[clug] Anyone want to give a talk for this week's PSIG meeting?

Tue Mar 11 03:09:06 MDT 2014

-----BEGIN PGP SIGNED MESSAGE-----
Hash: SHA1

On 10/03/14 09:00, Paul Wayper wrote:
> Hi,
> 
> Currently there is no talk scheduled for this week's PSIG meeting.
> 
> If you'd like to give a talk at this week's meeting, or a future
> meeting, please drop me a line.

I've got a topic of my own I'd like to ask people about, if that's OK...

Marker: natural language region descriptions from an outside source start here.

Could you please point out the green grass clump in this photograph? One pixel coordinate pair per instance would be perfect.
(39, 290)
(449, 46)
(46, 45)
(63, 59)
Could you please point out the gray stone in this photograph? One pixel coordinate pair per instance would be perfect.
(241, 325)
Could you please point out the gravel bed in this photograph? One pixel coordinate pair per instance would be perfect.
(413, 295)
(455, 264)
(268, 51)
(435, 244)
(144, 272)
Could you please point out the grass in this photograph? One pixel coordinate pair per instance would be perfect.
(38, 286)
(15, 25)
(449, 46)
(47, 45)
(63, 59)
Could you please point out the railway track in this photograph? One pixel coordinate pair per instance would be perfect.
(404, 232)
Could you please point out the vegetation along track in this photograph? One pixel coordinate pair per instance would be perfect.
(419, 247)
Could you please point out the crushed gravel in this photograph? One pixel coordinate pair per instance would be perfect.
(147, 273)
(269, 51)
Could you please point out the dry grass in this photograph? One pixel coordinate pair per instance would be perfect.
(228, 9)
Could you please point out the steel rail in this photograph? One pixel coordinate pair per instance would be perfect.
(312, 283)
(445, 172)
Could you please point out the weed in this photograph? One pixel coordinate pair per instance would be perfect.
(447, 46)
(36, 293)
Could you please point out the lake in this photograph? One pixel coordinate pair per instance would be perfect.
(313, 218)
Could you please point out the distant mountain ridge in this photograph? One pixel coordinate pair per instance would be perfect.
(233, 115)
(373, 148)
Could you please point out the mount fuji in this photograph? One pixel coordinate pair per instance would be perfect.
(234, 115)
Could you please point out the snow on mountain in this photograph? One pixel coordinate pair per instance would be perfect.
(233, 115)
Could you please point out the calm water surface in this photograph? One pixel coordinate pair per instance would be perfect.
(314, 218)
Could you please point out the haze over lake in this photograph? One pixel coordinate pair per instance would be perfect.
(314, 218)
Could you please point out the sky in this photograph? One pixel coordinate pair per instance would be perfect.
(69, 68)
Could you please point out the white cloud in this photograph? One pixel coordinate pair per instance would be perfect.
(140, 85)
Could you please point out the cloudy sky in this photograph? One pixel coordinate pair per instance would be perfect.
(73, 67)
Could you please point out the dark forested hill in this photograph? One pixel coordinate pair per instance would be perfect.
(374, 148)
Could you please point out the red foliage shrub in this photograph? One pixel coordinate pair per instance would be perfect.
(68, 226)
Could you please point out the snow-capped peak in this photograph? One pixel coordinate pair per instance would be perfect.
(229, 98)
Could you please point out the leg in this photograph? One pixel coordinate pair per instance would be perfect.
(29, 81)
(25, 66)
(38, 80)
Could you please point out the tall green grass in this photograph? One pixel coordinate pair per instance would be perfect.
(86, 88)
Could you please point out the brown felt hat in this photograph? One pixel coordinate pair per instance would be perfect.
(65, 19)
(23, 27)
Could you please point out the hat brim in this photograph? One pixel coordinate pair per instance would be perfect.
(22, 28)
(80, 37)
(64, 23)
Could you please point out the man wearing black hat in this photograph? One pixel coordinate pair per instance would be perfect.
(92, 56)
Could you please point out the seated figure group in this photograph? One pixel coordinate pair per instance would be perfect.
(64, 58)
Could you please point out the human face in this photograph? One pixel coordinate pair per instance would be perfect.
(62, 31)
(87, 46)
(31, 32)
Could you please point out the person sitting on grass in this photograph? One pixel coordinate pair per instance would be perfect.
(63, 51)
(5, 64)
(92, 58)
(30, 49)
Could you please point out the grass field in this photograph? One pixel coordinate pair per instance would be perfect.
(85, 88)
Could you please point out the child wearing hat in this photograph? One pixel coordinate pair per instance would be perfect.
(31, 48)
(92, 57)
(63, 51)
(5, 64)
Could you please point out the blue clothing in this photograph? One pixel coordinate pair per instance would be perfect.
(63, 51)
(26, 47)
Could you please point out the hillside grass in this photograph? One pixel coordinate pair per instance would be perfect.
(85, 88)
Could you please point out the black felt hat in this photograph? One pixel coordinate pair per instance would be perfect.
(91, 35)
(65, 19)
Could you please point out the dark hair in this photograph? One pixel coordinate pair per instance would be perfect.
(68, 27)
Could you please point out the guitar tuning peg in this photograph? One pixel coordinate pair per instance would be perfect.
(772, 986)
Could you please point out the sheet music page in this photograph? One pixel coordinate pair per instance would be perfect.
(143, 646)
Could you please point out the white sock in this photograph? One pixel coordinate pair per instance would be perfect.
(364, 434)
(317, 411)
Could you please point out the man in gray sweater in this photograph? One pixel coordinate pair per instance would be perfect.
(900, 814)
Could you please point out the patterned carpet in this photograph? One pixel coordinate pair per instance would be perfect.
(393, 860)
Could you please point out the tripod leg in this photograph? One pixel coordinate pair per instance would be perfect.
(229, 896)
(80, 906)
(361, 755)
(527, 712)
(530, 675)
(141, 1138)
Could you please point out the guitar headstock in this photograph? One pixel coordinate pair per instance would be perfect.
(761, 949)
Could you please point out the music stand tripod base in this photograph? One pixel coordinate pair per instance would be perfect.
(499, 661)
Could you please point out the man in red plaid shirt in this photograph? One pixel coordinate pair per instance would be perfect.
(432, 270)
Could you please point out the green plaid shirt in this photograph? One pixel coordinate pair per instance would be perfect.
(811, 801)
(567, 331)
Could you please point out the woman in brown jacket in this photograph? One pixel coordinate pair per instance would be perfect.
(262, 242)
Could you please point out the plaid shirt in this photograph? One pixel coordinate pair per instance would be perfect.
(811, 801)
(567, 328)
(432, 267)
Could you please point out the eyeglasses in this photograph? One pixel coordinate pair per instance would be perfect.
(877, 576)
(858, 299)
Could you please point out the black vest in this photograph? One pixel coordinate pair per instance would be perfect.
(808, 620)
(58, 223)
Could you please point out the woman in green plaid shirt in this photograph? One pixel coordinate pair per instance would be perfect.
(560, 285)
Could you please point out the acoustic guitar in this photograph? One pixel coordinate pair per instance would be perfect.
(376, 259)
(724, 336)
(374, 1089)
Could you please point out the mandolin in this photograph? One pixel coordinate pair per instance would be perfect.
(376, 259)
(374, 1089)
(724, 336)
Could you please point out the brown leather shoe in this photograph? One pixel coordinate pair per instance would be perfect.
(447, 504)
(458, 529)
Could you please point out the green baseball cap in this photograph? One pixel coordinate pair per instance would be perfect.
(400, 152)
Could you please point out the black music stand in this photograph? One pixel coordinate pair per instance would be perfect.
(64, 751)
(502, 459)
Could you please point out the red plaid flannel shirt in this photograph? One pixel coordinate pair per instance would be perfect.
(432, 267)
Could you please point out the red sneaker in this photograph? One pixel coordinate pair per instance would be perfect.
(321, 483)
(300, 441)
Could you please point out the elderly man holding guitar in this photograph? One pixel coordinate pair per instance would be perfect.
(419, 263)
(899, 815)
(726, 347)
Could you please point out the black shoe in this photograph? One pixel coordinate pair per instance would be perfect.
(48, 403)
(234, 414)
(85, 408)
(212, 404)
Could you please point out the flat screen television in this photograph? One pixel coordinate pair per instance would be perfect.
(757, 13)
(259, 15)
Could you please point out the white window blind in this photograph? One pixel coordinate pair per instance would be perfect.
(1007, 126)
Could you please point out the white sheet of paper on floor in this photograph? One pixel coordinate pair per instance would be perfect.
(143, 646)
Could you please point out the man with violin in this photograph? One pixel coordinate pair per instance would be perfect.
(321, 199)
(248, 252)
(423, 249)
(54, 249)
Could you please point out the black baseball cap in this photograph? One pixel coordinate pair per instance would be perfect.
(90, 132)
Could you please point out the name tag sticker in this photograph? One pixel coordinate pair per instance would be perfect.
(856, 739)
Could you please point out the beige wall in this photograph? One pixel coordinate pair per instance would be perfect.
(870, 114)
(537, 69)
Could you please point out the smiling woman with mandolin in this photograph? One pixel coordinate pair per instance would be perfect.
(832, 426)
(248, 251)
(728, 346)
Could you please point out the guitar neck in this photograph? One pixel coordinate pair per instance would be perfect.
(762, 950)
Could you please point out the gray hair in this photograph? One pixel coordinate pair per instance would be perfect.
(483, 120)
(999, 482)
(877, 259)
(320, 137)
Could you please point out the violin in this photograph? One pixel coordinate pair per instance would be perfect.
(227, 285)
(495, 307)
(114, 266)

There are lots of situations where a program needs to make a relatively
small change to a file that involves adding or deleting data.  The obvious
one is changing metadata information inside a music or video file, but even
standard operations like document editing, applying patches to text files,
editing graphics or audio files and more do this basic process of inserting
or removing data within a file.

And yet it's not something that is supported by the file system.  This is
basically a historic legacy - most file systems are basically optimised to
write fixed-length blocks of data, usually 512 bytes but increasingly 4096
bytes.  It's easy to pass this problem onto user-space.  It's also easier to
write your file system like this when you have 128kb of memory to fit your
operating system and user-space into.

The usual way of solving this is to read your file into memory, alter it
there, and write a new one out.  In the process, you can accidentally
overwrite your only copy of your data with something that's junk, you can be
fooled into overwriting something that shouldn't be touched (e.g.
/etc/passwd), and you can leave temporary files around and not get to delete
them.  It also means that each user-space program that does this kind of
process - and, when you think about it, there are an awful lot of them - has
to re-implement this process again.  While inventing the wheel is fun, and
each one might optimise its operations to its own workload, it means that we
keep debugging the same problems.

As a proof of concept, I wanted to make a generic library that would provide
an interface to a truly random access file structure.  You could read,
insert, overwrite and delete arbitrary data from arbitrary places in the
file.  Underneath, the library keeps a track of where all these chunks of
information are in an actual file.  The on-disk format may look nothing like
the raw data you see if reading the file from start to finish, but that's OK
- - the program using the library is essentially saying "you handle the actual
storage, I'll just put data in where I like".  It's no different,
conceptually, from a bitmap not necessarily being rows of columns of pixels
in RGB format.

What I'd like to do at the PSIG meeting is talk about what kind of
operations could be supported by this library, how the underlying storage
might work and what limitations I'm going to have to overcome.

Any interest in this?

Have fun,

Paul
-----BEGIN PGP SIGNATURE-----
Version: GnuPG v1
Comment: Using GnuPG with Thunderbird - http://www.enigmail.net/

iEYEARECAAYFAlMe0rIACgkQu7W0U8VsXYL/KACgpP4VUcXVwTPv/LT1vfWFsmR6
vrwAnjKbQ/6adSzfzPFmtor/fsTBAaYr
=jVd4
-----END PGP SIGNATURE-----